“AI supercomputing platforms integrate CPUs, GPUs, AI ASICs, neuromorphic and alternative computing paradigms, enabling organizations to orchestrate complex workloads while unlocking new levels of performance, efficiency and innovation. These systems combine powerful processors, massive memory, specialized hardware, and orchestration software to tackle data-intensive workloads in areas like machine learning, simulation, and analytics,” Gartner stated.
Domain-specific language models
Prediction: By 2028, more than half of the genAI models used by enterprises will be domain-specific, Gartner expects.
Domain-specific language models (DSLM) fill a gap found in generic large language models with higher accuracy, lower costs, and better compliance. “DSLMs are language models trained or fine-tuned on specialized data for a particular industry, function, or process. Unlike general-purpose models, DSLMs deliver higher accuracy, reliability, and compliance for targeted business needs,” Gartner stated.
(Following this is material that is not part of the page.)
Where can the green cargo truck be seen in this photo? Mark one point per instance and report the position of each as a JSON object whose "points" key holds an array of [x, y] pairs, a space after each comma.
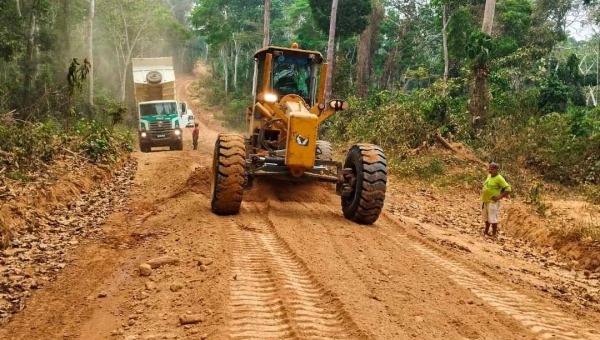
{"points": [[161, 116]]}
“AI agents unpinned by DSLMs can interpret industry-specific context to make sound decisions even in unfamiliar scenarios, excelling in accuracy, explainability and sound decision-making,” Paulman said.
Worldwide end-user spending on generative AI models is projected to total $14.2 billion in 2025, according to Gartner. End-user spending on specialized genAI models, which include DSLMs, is estimated to total $1.1 billion in 2025, according to Gartner.
AI security platforms
Prediction: By 2028, more than 50% of enterprises will use AI security platforms to protect their AI investments, Gartner predicts.